Just wanna share my war story with the class.
Few months ago I’ve set up a new native ZFS encryption enabled pool. Called the pool tank_e
to distinguish it from my non-encrypted tank
. I’ve enabled sanoid
to take snapshots of 3 of the data sets there. On top of that, I’ve also set up syncoid to back those data sets with the snapshots to another host. Made sure both (sanoid and syncoid) work fine, smiled and moved on.
This morning, while working on something totally different, I’ve spotted log entries like this one in my /var/log/syslog
:
2023-08-03T14:15:23.438318-07:00 thinker sanoid[348445]: CRITICAL ERROR: zfs snapshot tank_e/root/thinker/kvm_pool@autosnap_2023-08-03_21:15:23_monthly failed, 512 at /usr/sbin/sanoid line 627.

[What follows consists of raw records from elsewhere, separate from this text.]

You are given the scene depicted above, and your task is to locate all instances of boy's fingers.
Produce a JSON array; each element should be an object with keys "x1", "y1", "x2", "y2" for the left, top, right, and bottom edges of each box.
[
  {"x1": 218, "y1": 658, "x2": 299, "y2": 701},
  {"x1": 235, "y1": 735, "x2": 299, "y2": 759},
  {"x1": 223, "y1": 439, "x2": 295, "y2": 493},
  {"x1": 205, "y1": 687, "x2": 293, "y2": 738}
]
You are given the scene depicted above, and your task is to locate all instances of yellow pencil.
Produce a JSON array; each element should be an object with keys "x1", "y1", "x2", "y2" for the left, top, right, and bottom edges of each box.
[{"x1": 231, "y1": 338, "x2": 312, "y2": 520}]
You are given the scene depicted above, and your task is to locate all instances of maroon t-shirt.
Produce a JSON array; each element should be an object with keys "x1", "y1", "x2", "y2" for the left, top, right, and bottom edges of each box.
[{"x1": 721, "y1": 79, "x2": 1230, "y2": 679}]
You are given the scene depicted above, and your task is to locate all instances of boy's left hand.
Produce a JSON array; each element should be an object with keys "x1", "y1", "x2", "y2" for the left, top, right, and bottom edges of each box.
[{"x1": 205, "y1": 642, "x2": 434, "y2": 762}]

And like, huh? What’s going on? Then I realized that few weeks ago I ditched the native ZFS encryption because it was erroring on me few times a month – my host would spit kernel panic to syslog and lock up on me.

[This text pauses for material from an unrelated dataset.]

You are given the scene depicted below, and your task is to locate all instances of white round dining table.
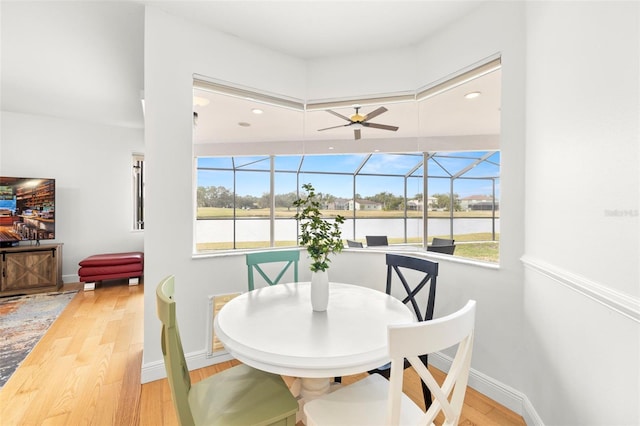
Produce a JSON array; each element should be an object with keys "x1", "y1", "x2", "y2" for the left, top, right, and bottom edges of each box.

Since that was my private homelab pool, I decided to abandon encryption temporarily (until I figure it out). So, I created an unencrypted dataset and moved (recursively) all my tank_e/root
datasets to the new tank_e/root_non_e
(as in “non encrypted”). And totally forgot to adjust sanoid’s config. It was screaming at /var/log/syslog
. But I haven’t been paying attention… Noticed today by accident while working on something totally different.

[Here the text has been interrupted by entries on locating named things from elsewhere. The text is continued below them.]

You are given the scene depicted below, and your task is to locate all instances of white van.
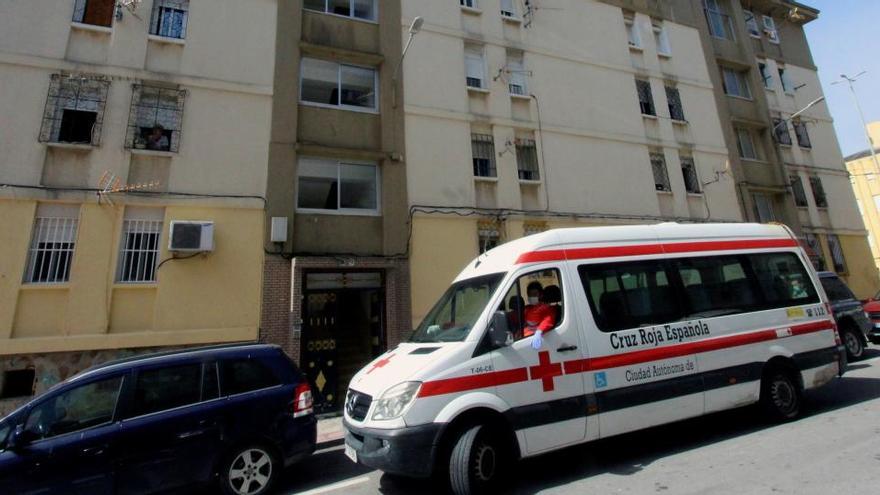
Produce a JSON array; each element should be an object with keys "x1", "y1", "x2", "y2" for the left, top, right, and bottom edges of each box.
[{"x1": 344, "y1": 224, "x2": 845, "y2": 494}]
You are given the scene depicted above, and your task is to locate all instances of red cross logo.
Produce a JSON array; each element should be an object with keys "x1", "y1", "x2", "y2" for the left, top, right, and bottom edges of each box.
[
  {"x1": 529, "y1": 351, "x2": 562, "y2": 392},
  {"x1": 367, "y1": 354, "x2": 394, "y2": 375}
]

So, I’ve updated the paths to my snapshotted data sets in sanoid.conf
and… employed post_snapshot_script
on them to curl my newly created healthchecks.io
endpoints. So, when it happens again, I’ll get paged (I have my healthchecks.io account integrated with my PagerDuty account).
Always monitor your setup The fact that it works today doesn’t mean it’ll work tomorrow. You (or someone from your team) can change things. And, well…